The study, “Restoration of motor learning in a mouse model of Rett syndrome after long-term treatment with a novel small molecule activator of TrkB, ”Was published in the journal Models and mechanisms of the disease.
Rett syndrome is mainly caused by the lack of the functional form of a protein called MeCP2, which is responsible for controlling the activity of other genes, as well as maintaining synapses (the sites where nerve cells communicate. ).
One of the consequences of a working MeCP2 deficiency is the disruption of a signaling pathway that involves the protein receptor known as tropomyosin receptor kinase B (TrkB) and its ligand, called neurotrophic factor derived from brain (BDNF), which is believed to contribute to some of the neurological problems seen in patients.
This is believed to be mediated by two independent mechanisms, in which the absence of the MeCP2 protein gradually lowers BDNF levels and excessively activates a gene that promotes TrkB inactivation.
Previous research has found that increasing BDNF levels and / or activating TrkB in Rett mouse models can attenuate or reverse neurological alterations that mimic disease symptoms.
Researchers at Case Western Reserve University School of Medicine and colleagues at Stanford University School of Medicine explored the therapeutic potential of PTX-BD4-3, a new small molecule, in a Rett mouse model.
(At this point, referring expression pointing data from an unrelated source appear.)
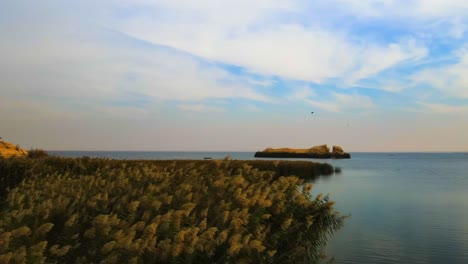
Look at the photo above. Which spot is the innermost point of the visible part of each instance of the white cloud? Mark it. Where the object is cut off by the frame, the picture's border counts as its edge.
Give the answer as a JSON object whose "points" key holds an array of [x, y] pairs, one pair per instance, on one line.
{"points": [[199, 108], [444, 108], [419, 9], [378, 58], [301, 93], [288, 51], [450, 79], [340, 102], [92, 67]]}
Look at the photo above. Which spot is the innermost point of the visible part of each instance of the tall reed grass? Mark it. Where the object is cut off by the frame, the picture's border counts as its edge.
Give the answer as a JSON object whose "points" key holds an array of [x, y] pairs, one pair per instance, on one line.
{"points": [[62, 210]]}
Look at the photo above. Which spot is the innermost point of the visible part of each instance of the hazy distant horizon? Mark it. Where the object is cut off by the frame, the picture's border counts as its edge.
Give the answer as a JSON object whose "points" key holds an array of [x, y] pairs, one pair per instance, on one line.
{"points": [[385, 76]]}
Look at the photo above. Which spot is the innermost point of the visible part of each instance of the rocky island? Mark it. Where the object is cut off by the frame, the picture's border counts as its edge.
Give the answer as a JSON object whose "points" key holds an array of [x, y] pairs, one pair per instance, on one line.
{"points": [[317, 152], [7, 150]]}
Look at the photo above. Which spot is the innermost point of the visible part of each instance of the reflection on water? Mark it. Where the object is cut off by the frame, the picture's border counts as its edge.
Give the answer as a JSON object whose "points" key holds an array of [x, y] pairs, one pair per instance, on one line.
{"points": [[405, 208]]}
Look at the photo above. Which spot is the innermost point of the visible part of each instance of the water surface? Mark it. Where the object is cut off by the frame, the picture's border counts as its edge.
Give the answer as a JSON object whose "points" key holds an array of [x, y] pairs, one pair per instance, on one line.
{"points": [[404, 207]]}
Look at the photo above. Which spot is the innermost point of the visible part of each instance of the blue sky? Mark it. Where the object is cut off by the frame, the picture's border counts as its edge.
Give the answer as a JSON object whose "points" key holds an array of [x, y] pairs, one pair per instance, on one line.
{"points": [[382, 75]]}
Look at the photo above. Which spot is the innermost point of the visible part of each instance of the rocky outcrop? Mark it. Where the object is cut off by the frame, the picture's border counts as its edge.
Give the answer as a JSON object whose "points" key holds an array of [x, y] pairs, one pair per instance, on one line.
{"points": [[337, 150], [317, 152], [7, 150]]}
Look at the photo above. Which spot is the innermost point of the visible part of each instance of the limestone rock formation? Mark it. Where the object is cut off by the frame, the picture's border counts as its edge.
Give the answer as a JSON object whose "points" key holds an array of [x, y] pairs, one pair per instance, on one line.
{"points": [[317, 152], [7, 150], [337, 150]]}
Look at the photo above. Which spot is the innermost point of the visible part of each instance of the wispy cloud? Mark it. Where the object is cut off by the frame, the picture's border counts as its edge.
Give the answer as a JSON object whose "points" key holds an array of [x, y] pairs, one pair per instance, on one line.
{"points": [[451, 79], [444, 108], [340, 102], [199, 108]]}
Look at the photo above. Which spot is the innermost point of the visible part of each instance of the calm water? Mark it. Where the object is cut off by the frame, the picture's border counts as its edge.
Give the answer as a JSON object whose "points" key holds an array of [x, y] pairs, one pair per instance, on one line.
{"points": [[404, 207]]}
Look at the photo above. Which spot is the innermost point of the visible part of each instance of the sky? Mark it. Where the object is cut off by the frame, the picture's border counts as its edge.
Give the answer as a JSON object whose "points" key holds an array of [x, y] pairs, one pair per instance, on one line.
{"points": [[222, 75]]}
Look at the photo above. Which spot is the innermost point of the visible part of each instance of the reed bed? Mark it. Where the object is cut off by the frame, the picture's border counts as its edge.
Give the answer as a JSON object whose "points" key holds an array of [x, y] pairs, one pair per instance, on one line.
{"points": [[83, 210]]}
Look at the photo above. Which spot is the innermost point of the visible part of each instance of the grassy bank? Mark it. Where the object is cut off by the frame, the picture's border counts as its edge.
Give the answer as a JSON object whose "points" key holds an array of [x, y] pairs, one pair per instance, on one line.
{"points": [[97, 210]]}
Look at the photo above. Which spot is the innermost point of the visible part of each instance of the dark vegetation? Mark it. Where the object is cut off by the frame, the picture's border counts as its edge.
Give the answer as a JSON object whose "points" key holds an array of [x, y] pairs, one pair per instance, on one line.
{"points": [[92, 210]]}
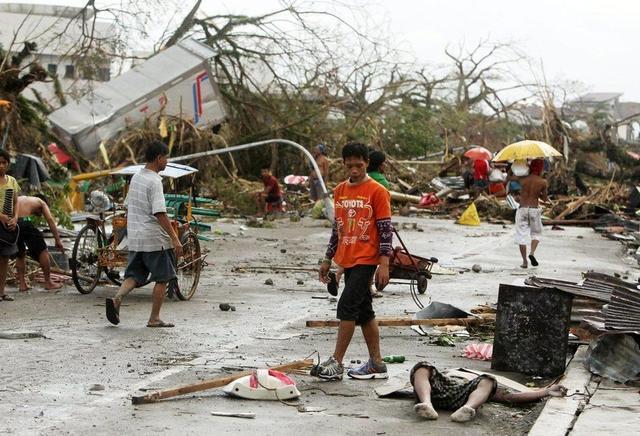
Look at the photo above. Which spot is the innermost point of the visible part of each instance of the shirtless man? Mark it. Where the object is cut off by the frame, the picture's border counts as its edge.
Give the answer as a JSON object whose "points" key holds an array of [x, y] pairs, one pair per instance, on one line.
{"points": [[528, 215], [32, 239]]}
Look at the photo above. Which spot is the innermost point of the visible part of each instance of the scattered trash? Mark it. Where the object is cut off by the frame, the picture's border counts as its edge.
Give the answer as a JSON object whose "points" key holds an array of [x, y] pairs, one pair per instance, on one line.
{"points": [[444, 340], [21, 335], [470, 216], [478, 351], [394, 359], [263, 384], [97, 387], [246, 415], [310, 409]]}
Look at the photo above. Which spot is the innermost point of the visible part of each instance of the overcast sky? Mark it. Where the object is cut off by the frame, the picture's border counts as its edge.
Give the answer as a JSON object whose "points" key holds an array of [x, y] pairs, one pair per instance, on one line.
{"points": [[591, 41]]}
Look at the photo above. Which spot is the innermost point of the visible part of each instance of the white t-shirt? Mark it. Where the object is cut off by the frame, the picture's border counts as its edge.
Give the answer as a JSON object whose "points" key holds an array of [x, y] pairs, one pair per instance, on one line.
{"points": [[146, 198]]}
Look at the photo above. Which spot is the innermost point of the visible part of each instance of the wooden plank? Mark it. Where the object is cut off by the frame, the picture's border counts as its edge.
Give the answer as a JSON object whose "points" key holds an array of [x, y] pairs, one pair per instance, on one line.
{"points": [[559, 414], [398, 196], [400, 322], [563, 222], [420, 162], [211, 384], [404, 184], [573, 206], [499, 378]]}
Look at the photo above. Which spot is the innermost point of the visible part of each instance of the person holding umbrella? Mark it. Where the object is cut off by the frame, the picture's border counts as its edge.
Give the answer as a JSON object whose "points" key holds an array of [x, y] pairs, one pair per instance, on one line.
{"points": [[529, 215], [533, 191], [480, 157]]}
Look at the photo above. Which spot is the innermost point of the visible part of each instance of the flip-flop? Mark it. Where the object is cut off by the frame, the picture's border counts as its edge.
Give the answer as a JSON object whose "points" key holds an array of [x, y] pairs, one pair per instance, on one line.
{"points": [[332, 286], [113, 314], [161, 324]]}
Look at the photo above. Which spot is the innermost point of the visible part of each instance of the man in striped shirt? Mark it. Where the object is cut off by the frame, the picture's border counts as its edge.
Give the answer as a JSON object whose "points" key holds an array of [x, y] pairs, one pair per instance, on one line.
{"points": [[153, 244]]}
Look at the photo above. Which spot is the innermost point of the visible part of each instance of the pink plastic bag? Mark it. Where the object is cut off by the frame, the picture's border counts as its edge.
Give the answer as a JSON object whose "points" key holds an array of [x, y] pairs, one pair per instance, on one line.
{"points": [[478, 351]]}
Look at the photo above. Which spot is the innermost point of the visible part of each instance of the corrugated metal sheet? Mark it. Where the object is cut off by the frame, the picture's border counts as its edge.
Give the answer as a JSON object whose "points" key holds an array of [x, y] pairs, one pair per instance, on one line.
{"points": [[616, 357], [622, 311]]}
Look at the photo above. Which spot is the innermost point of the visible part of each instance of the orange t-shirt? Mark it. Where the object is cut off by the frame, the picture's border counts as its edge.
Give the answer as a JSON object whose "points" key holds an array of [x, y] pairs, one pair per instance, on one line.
{"points": [[358, 207]]}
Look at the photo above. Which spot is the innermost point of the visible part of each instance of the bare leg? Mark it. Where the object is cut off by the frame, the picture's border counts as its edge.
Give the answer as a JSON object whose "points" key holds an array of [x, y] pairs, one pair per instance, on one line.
{"points": [[158, 297], [534, 245], [127, 286], [523, 253], [422, 388], [260, 203], [45, 264], [4, 261], [372, 338], [21, 270], [345, 333]]}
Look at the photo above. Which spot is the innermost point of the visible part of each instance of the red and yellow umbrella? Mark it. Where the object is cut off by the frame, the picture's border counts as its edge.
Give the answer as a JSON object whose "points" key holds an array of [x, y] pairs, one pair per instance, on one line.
{"points": [[478, 153]]}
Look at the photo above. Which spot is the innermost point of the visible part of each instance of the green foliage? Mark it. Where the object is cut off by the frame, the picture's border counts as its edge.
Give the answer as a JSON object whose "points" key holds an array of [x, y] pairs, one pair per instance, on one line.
{"points": [[412, 128]]}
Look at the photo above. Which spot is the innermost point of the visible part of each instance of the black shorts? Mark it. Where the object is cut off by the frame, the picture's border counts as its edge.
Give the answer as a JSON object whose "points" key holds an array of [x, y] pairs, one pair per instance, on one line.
{"points": [[449, 393], [356, 302], [151, 266], [30, 240], [273, 199]]}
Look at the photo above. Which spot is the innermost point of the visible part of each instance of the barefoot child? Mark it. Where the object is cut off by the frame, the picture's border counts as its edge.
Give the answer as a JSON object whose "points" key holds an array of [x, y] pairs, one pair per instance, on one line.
{"points": [[31, 240], [9, 189]]}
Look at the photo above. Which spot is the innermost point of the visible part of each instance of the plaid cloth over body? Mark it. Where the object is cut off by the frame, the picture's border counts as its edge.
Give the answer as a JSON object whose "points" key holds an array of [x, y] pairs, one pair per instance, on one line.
{"points": [[449, 393]]}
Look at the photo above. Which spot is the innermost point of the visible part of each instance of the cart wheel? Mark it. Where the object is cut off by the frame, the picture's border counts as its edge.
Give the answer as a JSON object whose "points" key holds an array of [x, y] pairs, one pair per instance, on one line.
{"points": [[189, 267], [422, 283], [85, 270]]}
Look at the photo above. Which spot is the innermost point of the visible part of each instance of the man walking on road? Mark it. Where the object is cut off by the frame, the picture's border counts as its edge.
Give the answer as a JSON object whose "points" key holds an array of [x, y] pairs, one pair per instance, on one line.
{"points": [[528, 215], [32, 239], [153, 244], [360, 241]]}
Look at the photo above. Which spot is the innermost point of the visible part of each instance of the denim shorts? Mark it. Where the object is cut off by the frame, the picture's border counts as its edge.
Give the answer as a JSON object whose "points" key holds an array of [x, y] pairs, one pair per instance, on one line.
{"points": [[151, 266]]}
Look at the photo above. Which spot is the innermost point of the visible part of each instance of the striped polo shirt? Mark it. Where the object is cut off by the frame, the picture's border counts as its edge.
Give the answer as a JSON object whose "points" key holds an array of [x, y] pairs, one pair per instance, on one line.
{"points": [[145, 198]]}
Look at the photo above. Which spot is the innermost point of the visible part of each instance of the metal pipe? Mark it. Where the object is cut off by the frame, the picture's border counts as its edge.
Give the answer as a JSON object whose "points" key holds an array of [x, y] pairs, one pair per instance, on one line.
{"points": [[328, 204]]}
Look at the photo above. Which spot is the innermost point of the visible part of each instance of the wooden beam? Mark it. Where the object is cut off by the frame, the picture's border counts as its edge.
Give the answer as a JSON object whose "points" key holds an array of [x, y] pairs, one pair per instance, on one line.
{"points": [[559, 414], [420, 162], [212, 383], [398, 196], [588, 223], [399, 322]]}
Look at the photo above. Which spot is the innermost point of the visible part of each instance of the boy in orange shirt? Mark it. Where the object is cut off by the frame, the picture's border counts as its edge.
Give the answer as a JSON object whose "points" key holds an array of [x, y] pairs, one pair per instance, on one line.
{"points": [[360, 242]]}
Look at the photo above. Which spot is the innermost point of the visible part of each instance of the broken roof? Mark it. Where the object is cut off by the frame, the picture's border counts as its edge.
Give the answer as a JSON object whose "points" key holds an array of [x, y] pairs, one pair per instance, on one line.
{"points": [[56, 29], [597, 97]]}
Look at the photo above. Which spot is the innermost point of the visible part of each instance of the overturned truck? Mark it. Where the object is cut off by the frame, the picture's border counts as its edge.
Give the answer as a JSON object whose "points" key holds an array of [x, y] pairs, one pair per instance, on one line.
{"points": [[176, 81]]}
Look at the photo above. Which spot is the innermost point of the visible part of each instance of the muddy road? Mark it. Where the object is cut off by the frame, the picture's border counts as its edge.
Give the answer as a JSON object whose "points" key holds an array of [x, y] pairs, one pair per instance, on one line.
{"points": [[79, 377]]}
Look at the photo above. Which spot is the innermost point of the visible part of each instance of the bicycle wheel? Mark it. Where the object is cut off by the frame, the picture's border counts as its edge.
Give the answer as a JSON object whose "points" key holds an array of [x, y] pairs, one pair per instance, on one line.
{"points": [[189, 267], [85, 270]]}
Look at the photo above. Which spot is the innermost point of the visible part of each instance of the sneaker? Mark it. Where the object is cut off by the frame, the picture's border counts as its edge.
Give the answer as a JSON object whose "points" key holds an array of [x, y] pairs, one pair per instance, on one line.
{"points": [[328, 370], [369, 370]]}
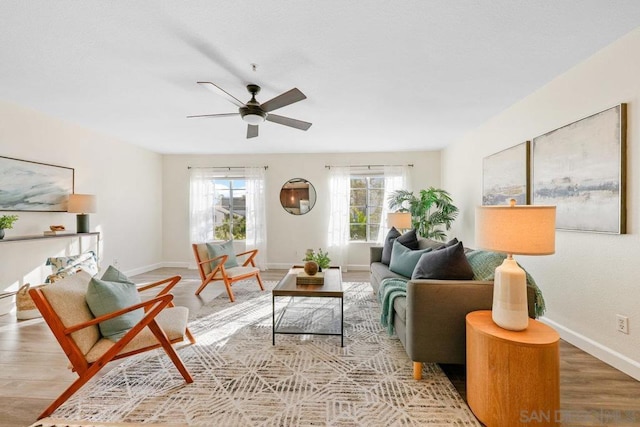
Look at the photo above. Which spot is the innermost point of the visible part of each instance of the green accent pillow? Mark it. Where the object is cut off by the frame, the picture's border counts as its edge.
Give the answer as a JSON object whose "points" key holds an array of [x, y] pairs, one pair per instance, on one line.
{"points": [[112, 293], [448, 263], [226, 248], [484, 264], [404, 260], [408, 239]]}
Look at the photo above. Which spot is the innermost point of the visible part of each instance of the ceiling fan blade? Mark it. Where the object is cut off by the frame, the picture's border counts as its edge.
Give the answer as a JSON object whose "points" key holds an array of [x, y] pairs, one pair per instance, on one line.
{"points": [[294, 95], [287, 121], [252, 131], [219, 91], [214, 115]]}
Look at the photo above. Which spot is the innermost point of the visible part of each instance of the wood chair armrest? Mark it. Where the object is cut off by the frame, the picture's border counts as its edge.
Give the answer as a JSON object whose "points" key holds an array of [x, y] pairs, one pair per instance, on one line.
{"points": [[221, 260], [249, 260], [172, 281], [149, 305]]}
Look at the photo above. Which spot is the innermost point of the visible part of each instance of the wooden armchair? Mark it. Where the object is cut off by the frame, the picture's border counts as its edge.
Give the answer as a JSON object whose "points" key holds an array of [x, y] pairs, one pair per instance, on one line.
{"points": [[210, 274], [64, 308]]}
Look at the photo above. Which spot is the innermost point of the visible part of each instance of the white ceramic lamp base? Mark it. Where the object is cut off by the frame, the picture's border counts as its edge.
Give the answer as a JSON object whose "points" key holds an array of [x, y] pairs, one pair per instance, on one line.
{"points": [[510, 310]]}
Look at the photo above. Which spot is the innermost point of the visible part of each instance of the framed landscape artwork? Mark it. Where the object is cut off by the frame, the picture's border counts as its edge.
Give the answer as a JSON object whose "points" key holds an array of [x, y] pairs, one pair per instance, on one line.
{"points": [[505, 176], [581, 168], [33, 186]]}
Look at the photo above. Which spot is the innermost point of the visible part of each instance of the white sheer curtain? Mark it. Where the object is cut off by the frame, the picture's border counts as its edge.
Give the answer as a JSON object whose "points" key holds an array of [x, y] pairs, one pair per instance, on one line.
{"points": [[256, 214], [201, 205], [338, 236], [395, 178]]}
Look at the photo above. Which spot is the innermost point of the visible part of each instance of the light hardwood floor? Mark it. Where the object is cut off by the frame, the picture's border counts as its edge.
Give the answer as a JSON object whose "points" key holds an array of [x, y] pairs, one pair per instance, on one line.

Using cells grown in the lab, the researchers showed that PTX-BD4-3 specifically activated TrkB. They also demonstrated that the new compound promoted nerve cell survival, indicating that PTX-BD4-3 was able to induce biologically relevant responses associated with TrkB activation.
Further work has shown that the compound was able to trigger TrkB activation when injected into the abdomen of male mice genetically engineered not to produce the MeCP2 protein.
The experiments also indicated that PTX-BD4-3 was rapidly cleared from the brain and bloodstream of animals after administration, with a half-life of approximately two hours. (Half-life refers to the time it takes for the levels of a compound circulating in the body to drop by half.)
Investigators then focused on evaluating the ability of PTX-BD4-3 to alleviate certain symptoms typical of Rett in a mouse model. They treated female mice lacking a copy of the gene that encodes MeCP2 with low dose PTX-BD4-3 (5 mg / kg) once every three days, for a total of eight weeks.
Respiratory and motor function tests performed during treatment showed that PTX-BD4-3 reduced symptoms of apnea (breathing pauses) and promoted motor learning in response to a balance and motor coordination test performed. on a rotating rod. These improvements were maintained for at least a day after administration.
“The present results demonstrate that a chronic low dose intermittent treatment paradigm targeting the neurotrophin TrkB receptor can produce a significant and clinically relevant symptomatic benefit in a murine model of RTT [Rett]The researchers wrote.
They added that these results indicate that “PTX-BD4-3 may be considered a candidate for further characterization, including formal studies of new investigational drugs for potential clinical trials, in the context of RTT.”